Près de deux années scolaires après que la Nouvelle‑Écosse a ordonné aux élèves de garder leurs cellulaires hors des salles de classe pendant le temps d’enseignement, le ministre de l’Éducation de la province affirme que la politique réduit les distractions et aide les élèves à se concentrer, tandis que le syndicat des enseignants estime que les règles doivent être mieux réaffirmées.
La politique provinciale, introduite en septembre 2024, exige que les élèves éteignent leurs appareils personnels et les rangent pendant le cours. Les enseignants des écoles intermédiaires et des écoles secondaires peuvent autoriser les téléphones à des fins éducatives, et des exceptions sont permises pour les élèves qui ont besoin d’un appareil dans le cadre d’une mesure d’adaptation pédagogique.
Le ministre de l’Éducation Brendan Maguire a déclaré à CBC News que les retours des intervenants de l’éducation étaient positifs, affirmant que les élèves passent moins de temps à regarder leur téléphone ou les réseaux sociaux et sont plus engagés en classe. Il a dit que les problèmes d’application concernaient un « petit pourcentage » d’élèves et a décrit la transition comme facile pour plus de 99 pour cent des élèves.

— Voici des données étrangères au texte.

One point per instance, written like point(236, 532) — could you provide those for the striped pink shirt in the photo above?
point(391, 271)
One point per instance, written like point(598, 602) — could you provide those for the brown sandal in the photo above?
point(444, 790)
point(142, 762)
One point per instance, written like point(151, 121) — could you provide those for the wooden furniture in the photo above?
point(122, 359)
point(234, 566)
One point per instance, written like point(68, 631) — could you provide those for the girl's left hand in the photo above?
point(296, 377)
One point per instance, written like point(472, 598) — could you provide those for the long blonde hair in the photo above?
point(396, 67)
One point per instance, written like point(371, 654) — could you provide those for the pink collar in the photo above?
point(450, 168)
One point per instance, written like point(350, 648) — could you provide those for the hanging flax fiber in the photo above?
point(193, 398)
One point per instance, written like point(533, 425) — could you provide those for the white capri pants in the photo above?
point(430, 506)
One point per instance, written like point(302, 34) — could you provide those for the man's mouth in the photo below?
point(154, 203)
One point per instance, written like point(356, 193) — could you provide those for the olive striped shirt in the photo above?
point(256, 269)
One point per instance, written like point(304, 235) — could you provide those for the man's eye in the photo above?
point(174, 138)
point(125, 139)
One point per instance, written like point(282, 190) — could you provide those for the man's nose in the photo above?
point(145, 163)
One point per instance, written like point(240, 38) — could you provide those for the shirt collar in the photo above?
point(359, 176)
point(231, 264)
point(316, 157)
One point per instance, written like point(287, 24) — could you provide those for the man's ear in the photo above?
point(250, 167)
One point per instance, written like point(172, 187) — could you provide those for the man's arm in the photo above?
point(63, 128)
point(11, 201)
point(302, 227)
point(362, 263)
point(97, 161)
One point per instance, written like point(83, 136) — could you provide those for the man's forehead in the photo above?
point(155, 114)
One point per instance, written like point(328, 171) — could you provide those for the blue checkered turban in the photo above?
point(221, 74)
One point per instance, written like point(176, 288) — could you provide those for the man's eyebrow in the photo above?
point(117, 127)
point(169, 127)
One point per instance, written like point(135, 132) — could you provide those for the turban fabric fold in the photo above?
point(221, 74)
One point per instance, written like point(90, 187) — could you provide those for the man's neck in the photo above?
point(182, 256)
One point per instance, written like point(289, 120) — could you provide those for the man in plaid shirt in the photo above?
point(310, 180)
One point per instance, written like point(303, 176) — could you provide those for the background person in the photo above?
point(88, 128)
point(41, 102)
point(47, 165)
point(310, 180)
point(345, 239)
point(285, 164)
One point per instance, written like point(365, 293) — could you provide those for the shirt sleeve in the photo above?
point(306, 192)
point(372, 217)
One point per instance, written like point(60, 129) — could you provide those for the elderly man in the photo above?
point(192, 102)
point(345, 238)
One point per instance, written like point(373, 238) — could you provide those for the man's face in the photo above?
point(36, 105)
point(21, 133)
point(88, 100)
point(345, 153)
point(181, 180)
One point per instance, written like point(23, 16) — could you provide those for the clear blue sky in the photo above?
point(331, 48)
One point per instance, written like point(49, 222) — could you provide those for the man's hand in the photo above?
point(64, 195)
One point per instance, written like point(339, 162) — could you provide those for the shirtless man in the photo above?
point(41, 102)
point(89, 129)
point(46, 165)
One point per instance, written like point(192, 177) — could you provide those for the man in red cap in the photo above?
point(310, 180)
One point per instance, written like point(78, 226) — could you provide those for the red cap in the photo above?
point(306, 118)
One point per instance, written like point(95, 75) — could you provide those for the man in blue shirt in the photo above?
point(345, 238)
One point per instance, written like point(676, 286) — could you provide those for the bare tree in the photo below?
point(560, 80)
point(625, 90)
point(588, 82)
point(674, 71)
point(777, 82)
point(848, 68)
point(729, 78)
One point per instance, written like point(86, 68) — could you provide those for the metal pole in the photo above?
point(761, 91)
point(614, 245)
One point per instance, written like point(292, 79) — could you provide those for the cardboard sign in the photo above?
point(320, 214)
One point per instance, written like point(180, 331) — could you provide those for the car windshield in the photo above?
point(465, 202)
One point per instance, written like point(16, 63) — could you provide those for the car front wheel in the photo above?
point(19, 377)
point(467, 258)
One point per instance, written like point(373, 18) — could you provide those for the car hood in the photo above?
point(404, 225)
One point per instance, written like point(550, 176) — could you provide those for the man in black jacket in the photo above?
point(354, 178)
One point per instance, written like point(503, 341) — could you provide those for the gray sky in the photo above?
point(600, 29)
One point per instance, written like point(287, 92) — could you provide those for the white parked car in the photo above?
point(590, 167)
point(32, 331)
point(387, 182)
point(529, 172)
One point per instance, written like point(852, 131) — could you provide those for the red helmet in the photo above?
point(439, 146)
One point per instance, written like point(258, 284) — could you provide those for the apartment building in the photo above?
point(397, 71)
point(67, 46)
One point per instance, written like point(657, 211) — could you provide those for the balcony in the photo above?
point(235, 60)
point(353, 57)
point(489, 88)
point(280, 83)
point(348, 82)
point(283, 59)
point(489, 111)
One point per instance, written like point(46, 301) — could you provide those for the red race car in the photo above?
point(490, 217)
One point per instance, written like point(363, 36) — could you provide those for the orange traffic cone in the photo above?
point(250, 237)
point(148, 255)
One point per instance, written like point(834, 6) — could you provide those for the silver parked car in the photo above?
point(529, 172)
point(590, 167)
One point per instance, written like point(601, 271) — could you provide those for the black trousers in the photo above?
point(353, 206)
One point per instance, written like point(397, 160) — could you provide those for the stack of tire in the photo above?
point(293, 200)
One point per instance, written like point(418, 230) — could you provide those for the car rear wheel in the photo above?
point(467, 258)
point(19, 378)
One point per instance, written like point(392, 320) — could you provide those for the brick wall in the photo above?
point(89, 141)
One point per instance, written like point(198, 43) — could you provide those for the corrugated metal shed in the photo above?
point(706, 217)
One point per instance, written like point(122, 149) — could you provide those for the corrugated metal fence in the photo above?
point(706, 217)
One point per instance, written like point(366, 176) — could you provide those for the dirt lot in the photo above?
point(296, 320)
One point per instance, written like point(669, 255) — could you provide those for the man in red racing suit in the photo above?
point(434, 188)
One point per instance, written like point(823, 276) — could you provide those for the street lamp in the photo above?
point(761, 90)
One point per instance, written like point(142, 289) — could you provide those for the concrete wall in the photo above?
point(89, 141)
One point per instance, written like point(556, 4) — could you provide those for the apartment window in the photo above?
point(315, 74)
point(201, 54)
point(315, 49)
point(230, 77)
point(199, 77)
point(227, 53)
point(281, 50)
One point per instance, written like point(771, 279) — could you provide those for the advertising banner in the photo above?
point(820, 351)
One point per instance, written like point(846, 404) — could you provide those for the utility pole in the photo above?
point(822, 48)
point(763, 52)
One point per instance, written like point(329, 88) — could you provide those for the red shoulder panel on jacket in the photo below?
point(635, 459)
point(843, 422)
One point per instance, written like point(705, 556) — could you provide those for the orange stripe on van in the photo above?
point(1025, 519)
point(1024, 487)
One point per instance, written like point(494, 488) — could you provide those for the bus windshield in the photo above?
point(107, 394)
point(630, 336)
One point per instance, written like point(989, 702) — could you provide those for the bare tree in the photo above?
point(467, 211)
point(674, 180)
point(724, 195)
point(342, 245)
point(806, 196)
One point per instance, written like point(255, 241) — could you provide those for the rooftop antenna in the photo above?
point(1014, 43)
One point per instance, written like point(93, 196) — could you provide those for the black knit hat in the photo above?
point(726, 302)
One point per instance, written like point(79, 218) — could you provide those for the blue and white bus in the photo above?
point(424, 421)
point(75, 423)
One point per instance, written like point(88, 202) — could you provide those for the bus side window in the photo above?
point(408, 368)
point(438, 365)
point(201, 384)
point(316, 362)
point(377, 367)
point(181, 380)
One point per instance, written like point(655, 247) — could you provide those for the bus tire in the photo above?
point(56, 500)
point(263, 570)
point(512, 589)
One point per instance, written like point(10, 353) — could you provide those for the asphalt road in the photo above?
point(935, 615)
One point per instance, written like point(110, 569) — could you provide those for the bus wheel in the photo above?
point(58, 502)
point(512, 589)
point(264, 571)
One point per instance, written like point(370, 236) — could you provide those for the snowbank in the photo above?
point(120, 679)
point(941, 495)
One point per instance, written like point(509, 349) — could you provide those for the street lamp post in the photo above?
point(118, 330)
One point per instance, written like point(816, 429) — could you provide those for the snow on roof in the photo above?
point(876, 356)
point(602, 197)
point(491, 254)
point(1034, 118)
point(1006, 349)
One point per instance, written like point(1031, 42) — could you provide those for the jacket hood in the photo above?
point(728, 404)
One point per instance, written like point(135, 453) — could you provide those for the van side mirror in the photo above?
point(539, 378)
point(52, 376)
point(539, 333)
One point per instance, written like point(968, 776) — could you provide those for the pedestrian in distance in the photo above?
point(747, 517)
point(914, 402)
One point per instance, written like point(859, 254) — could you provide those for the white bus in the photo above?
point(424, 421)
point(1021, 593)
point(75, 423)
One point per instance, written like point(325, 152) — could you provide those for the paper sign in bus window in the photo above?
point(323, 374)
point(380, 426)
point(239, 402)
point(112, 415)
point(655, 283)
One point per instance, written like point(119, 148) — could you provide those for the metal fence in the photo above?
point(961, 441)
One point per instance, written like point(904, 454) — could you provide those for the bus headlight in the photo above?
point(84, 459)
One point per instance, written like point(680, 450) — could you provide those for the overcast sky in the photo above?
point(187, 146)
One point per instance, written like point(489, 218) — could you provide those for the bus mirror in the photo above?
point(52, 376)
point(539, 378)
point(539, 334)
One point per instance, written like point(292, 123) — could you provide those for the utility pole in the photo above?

La réaction des élèves semble mitigée. CBC a rapporté que l’élève du secondaire Ishaan Anandavaskaran a dit que l’interdiction l’a aidé à apprendre parce que les cellulaires sont une source de distraction. Asher Cartmill, élève de 12e année, a toutefois dit qu’il est « assez accro » à son téléphone et ne compte pas respecter la politique, même s’il juge l’idée bonne en principe. Une autre élève, Anastasaia Kliubina, a dit que la plupart des camarades à Citadel High School respectent la règle et que les élèves qui ne le font pas peuvent être envoyés au bureau du directeur et voir leur téléphone confisqué pour la journée.
Une demande d’accès à l’information figurant dans la base de données de divulgation publique de la province a montré 4,790 mesures disciplinaires enregistrées pour des violations de l’interdiction des cellulaires au 31 Jan. 2026, depuis l’entrée en vigueur de la politique. La Nouvelle‑Écosse comptait 133,752 élèves inscrits dans les écoles publiques cette année.
Peter Day, président du Nova Scotia Teachers Union, a déclaré que l’interdiction avait été très efficace au début, avec un message clair et un soutien visible de la part de la direction de l’éducation. Avec le temps, a‑t‑il dit, ce message s’est estompé.
Day a déclaré que les familles et les élèves devraient être rappelés plusieurs fois par année des attentes afin que les enseignants n’aient pas à jouer les « policiers des cellulaires ».
Maguire a dit que son ministère avait déjà entendu cette préoccupation et qu’il clarifierait ou renforcerait le message si nécessaire, soit à la fin de l’année scolaire, soit au début de la suivante. Pour l’instant, la province présente l’interdiction comme globalement réussie, tandis que les enseignants réclament le suivi qu’ils estiment nécessaire pour maintenir ce succès.